Have you ever worried incessantly about something small and then three months later looked back, wondered why, and thought, what a waste of all that worry? If not, you are lucky! But if you are like me, a worrier, and prone to fixating on smaller things that just don’t warrant all that energy and angst, an awe walk could well come in handy.
One holiday, after a particularly difficult period, I was taking a simple stroll along the beach, and stopped, looked out to sea, and just felt this simple sense of ‘awe’. It was almost as if all my worries melted away as I stared at this space that was greater than me. It wasn’t an emotion I had particularly focused on before. Yes, I remember visiting the Grand Canyon in my twenties and thinking ‘wow’, and the Colosseum in Rome and thinking ‘how’, but I’d not really stopped, absorbed, and pondered on these experiences.
Then recently I read a number of studies researching this fascinating emotion.
Awe can be invoked by things like nature, beauty, man-made wonders, or good will; for some it could be a piece of dance, art or music. Awe is something that can stop us from focusing (or even obsessing) on our personal concerns, by inspiring us and reminding us that we are part of something larger than ourselves.
Dr Dacher Keltner and Jonathan Haidt, pioneers in this area of research, define awe as an emotion “in the upper reaches of pleasure and on the boundary of fear,” and conclude, “Awe can transform people and reorient their lives, goals, and values. Awe-inducing events may be one of the fastest and most powerful methods of personal change and growth.” Further research shows that this experience of vastness expands our perception of time, increases patience, reduces stress levels and in turn leads to increased well-being and life-satisfaction.

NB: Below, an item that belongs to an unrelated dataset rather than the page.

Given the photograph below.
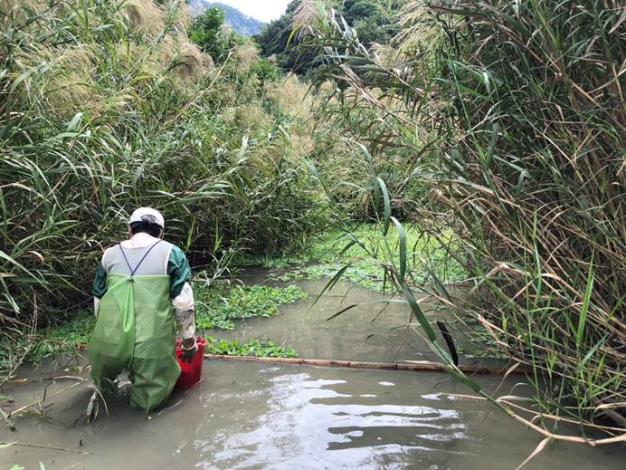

Researcher, Melanie Rudd, suggests that people should evoke more feelings of awe in their lives by exposing themselves to nature, art, and music. “Put yourself in situations where you’re experiencing new things,” she says. If you can’t go for an awe walk, you could always create a sense of awe by visualising an awesome scene, re-living a memory, or reading a story. All of these approaches have been proven to have a positive affect. But if you can get out for your ‘awe walk’ please do; and remember to recall that magical sense of wonder.
Have an awe-some (in the true sense of the word) day!